Gutachten

Frauen fördern ohne Männer zu diskriminieren

Wer Frauen fördert, darf Männer nicht diskriminieren. Das Bundesministerium für Bildung und Forschung (BMBF) hat dazu das Gutachten "Rechtliche Grundlagen für Maßnahmen zur Förderung der Chancengleichheit in der Wissenschaft" veröffentlicht. Es beleuchtet die aktuelle Rechtslage im Hinblick auf die Möglichkeiten des Staates, eine gleichstellungsorientierte Wissenschaftspolitik zu betreiben.

08.03.2011 Pressemeldung Bundesministerium für Bildung und Forschung

"Ich wünsche mir mehr Professorinnen, mehr Wissenschaftlerinnen, mehr Nobelpreisträgerinnen", sagte Bundesforschungsministerin Annette Schavan anlässlich des Weltfrauentags. "Ich werde mich weiter dafür einsetzen, die Karrierechancen für Frauen in Wissenschaft und Forschung zu verbessern. Hierfür brauchen wir eine Förderung, die zielführend ist - und gleichzeitig auch juristisch unangreifbar."
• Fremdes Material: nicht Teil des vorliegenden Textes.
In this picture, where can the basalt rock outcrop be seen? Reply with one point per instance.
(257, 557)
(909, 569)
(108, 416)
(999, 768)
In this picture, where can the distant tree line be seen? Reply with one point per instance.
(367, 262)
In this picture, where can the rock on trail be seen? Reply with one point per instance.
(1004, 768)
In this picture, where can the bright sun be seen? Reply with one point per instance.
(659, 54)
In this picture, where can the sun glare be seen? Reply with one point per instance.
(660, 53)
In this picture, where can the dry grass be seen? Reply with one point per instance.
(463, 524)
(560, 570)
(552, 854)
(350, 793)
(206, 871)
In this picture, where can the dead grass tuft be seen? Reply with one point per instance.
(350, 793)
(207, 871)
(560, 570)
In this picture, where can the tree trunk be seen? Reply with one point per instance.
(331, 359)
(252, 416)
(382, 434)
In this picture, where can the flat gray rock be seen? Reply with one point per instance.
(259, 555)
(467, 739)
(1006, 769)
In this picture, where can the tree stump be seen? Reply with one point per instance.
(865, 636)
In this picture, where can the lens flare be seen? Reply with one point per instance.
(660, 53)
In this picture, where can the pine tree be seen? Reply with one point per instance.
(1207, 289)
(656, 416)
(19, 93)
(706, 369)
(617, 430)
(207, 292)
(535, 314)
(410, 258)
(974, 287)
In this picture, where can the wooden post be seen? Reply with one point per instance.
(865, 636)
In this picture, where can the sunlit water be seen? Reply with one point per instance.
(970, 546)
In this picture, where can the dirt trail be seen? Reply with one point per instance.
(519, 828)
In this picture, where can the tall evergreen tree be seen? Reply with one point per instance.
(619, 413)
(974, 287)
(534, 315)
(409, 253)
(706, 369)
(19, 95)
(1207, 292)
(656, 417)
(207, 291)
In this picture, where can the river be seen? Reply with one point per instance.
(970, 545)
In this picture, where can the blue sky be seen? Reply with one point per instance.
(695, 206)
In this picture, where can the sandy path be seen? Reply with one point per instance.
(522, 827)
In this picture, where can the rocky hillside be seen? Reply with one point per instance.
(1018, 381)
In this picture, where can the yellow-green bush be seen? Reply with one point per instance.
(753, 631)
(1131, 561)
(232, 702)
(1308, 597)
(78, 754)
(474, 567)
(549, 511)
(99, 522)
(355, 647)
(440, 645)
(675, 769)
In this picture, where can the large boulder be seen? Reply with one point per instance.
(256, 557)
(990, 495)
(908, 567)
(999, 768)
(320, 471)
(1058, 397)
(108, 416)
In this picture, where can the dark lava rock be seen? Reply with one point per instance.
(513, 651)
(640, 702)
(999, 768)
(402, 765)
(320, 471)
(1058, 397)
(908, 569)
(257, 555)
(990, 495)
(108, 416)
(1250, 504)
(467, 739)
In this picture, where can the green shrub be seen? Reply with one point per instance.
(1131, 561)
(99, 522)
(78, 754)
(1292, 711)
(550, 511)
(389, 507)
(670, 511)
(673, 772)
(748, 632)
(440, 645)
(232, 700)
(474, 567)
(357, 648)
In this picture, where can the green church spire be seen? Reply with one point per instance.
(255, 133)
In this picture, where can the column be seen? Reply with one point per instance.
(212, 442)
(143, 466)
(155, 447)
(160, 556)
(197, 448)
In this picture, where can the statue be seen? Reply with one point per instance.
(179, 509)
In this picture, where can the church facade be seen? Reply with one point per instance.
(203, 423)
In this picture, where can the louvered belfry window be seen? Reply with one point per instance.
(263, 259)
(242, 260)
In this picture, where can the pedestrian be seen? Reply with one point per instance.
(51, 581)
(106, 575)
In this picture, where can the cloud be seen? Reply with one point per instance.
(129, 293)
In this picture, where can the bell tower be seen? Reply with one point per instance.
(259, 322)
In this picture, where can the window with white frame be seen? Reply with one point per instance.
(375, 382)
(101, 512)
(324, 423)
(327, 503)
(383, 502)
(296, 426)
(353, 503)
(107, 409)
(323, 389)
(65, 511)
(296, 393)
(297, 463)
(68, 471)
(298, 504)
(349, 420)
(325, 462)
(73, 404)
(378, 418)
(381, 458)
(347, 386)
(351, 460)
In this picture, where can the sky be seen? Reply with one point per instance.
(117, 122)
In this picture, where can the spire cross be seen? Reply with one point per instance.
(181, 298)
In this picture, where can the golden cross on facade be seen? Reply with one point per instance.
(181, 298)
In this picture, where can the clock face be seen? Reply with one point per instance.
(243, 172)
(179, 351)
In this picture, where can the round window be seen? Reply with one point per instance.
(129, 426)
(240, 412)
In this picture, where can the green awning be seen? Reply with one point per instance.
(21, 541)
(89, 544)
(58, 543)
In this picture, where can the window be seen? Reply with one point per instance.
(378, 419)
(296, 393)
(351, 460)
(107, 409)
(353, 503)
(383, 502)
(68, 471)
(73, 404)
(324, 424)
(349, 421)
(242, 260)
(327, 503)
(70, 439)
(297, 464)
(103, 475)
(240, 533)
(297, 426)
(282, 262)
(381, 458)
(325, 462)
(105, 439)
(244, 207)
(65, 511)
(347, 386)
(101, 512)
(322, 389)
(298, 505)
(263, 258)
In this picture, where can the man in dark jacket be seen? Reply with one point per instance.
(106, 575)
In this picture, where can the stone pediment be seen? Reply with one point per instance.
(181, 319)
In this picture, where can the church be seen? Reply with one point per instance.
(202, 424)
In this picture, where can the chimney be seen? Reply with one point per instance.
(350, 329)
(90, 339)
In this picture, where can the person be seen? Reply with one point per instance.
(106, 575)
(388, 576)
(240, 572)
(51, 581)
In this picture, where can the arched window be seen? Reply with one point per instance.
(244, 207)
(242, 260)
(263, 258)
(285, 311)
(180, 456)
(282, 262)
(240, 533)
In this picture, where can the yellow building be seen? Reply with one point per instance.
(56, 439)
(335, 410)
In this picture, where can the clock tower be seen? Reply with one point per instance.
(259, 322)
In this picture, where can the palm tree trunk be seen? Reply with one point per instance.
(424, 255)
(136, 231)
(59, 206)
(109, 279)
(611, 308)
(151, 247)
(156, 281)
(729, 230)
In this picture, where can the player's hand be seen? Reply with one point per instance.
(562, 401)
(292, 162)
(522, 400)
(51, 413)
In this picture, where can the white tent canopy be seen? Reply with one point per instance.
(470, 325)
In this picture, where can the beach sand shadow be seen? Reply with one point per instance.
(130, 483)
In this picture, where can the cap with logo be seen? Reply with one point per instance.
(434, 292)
Das Gutachten kommt zu dem Ergebnis, dass Förderinstrumente, die ausschließlich für Frauen gelten, rechtlich zulässig sind, wenn sie transparent, nachprüfbar und in sich diskriminierungsfrei sind. So ist die Anzahl der Publikationen beispielsweise ein in sich diskriminierungsfreies Kriterium, während die zeitliche Verfügbarkeit, ob jemand also Vollzeit oder Teilzeit arbeitet, in der Regel Frauen benachteiligt - also nicht in sich diskriminierungsfrei ist. Auch dürfen Förderinstrumente, die ausschließlich für Frauen gelten, keinen Automatismus enthalten: Eine Wissenschaftlerin oder Professorin darf also nicht nur aufgrund ihres Geschlechts eingestellt werden. Vielmehr wird die Zuwendung erst dann geleistet, wenn eine Frau aufgrund transparenter und diskriminierungsfreier fachlicher Kriterien als geeignete Kandidatin ausgewählt wurde.

Das Gutachten bestätigt auch die aktive Gleichstellungspolitik des BMBF für Hochschulen und Forschungseinrichtungen. Dazu gehören Maßnahmen wie das Professorinnenprogramm des Bundes und der Länder, mit dem mehr als 250 Stellen für Professorinnen an deutschen Hochschulen gefördert werden. Mittlerweile sind in Deutschland 18,2 Prozent aller Professuren mit Frauen besetzt (2009), das sind rund vier Prozentpunkte mehr als 2005 und eine Steigerung um 10 Prozentpunkte gegenüber 1995.

Auch in den übrigen Bereichen der Wissenschaft nimmt der Anteil der Frauen zu: 2009 wurden 44 Prozent der Doktorarbeiten von Frauen abgeschlossen, 2005 waren es noch 39,6 Prozent, 1995 nur 31,5. Der Anteil der Habilitandinnen stieg im selben Zeitraum von 13,8 über 23 auf 24 Prozent. Und bei den erfolgreichen Studienabschlüssen haben Frauen mittlerweile sogar die Nase vorn: Ihr Anteil nahm seit 1995 von 41,6 über 50,6 auf 51,6 Prozent zu.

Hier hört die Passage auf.